Rules on tutor support: tutors are NOT allowed to mark, comment or review your DNI assignment for you unless they are officially marking it. Tutors can assist you to plan your DNI but cannot review the actual submission document or any sections of it. I would strongly recommend that you discuss your plan for the DNI with your course provider before tackling it. Tutors are allowed to discuss the plan with you, but not allowed to review the submission for you.
Evidence-based information: the examiner is looking for evidence that you actually gather yourself. Having no evidence submitted makes your DNI stand out for the wrong reasons. A good way to approach doing this is to presume that the examiner is not going to take your word for anything and therefore everything you say must be evidence based. The evidence must be included within the DNI so that the examiner knows that you did the work and not someone else.
Understand HSG65: before you start your DNI submission, download and read the HSE document HSG65 upon which the DNI is based. Bear this in mind if your management system is based on another format. Your DNI must meet the NEBOSH criteria, which is based on the HSG65 document.
Getting Started on the Content of your DNI
Use the DNI student guide for a breakdown of your assignment: it is essential you use the DNI student guide to help you understand what needs to be included in each part of your report. Refer to pages 6 to 10 to understand what needs to be included in each section of you report, questions that need to be discussed and which section the information needs to be. To get a feel of the standard of content review the marking breakdown on pages 11 to 14 Level Descriptors. Aim for level 1, the highest marks, guide for what the examiner expects in each section.
Writing your introduction: you could use your company’s website to see if there is any relevant content when researching what to say in the introduction. When referring to your department or sub function, make it clear by using charts or diagrams where each department fits in the bigger picture. I have found that sometimes a diagram showing the layout of an area under discussion can be particularly helpful when trying to visualise a working area.
Role of the health and safety practitioner: don’t forget to discuss the role of the health and safety practitioner (found in Unit A11 in National Diploma, Unit A9 in International Diploma) in the assignment and professional ethics in practice. If you have used questionnaires or accident reports, ensure that no personal data is included within the submission. As an examiner I prefer to see summaries of questionnaire results, and an inclusion of one completed questionnaire (with sensitive data removed) if used within the appendices. This shows me that it is your work in a way that a blank pro-forma or questionnaire does not.
Use a RAG rating: when analysing the information about your health and safety management system in your chosen workplace, it may be useful to include a RAG rating (red/amber/green) against the criteria that you have chosen to compare against. This can determine a level of compliance against standards and assist you then in prioritising actions and forming recommendations in the later stages of the assignment.

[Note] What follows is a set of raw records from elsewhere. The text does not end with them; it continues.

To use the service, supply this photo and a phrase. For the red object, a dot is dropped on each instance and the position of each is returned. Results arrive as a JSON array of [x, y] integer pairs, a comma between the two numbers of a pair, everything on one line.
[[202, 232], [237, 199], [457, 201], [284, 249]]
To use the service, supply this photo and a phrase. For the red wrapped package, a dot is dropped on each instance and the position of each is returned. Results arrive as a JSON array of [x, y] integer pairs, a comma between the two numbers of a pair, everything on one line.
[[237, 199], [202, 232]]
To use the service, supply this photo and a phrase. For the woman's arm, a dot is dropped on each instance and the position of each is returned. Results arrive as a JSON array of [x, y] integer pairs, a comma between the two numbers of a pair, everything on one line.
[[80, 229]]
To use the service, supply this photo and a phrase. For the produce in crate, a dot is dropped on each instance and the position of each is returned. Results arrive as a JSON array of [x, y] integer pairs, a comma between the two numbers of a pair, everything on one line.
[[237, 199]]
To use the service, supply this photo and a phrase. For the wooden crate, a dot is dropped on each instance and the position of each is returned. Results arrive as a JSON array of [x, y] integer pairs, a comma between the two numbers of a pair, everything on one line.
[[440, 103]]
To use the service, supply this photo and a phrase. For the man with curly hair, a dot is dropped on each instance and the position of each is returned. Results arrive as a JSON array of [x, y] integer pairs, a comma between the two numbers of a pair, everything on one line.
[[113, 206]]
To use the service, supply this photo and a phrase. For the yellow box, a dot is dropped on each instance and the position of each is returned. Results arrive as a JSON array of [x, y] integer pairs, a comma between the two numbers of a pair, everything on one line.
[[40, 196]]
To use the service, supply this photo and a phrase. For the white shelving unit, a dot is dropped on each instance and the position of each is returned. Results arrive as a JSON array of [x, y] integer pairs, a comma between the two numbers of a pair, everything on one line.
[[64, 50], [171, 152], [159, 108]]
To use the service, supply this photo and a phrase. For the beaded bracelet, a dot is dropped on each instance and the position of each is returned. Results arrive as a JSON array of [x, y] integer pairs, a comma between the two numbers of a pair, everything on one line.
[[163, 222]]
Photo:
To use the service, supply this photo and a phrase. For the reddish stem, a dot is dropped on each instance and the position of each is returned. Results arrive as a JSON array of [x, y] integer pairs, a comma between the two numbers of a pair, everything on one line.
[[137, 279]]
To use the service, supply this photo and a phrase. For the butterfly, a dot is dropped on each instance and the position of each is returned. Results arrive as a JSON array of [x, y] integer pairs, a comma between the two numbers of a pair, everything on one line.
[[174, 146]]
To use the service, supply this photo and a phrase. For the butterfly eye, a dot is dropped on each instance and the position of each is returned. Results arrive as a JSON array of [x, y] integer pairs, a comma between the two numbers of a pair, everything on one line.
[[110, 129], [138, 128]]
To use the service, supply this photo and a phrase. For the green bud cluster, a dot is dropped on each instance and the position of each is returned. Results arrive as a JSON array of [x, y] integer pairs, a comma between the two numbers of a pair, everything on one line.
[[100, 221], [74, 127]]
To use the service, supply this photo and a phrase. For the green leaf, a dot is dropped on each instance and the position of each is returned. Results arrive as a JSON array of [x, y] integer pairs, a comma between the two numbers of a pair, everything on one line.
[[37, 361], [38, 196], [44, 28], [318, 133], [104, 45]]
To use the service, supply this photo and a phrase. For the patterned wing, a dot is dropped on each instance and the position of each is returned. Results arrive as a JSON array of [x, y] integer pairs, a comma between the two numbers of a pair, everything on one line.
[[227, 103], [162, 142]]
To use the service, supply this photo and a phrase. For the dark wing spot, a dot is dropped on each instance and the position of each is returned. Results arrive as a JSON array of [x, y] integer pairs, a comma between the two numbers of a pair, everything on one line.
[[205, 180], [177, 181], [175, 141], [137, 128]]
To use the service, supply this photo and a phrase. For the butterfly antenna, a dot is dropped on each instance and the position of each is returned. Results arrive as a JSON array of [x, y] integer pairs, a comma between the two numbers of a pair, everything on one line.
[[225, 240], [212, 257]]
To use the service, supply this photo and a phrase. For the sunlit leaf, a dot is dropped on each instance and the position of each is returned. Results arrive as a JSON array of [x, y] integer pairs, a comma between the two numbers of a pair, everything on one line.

Proof read: get a reliable proof-reader to assist you, once the assignment is written, ideally someone who does not work in health and safety to check it makes sense to him or her. I regularly mark submissions that do not read well with a poor use of English grammar and unclear expression. Remember you are judged against the standards of a health and safety professional practitioner, so use clear English with accurate grammar, terminology and tone throughout the submission.
Best of luck with your NEBOSH Diploma DNI!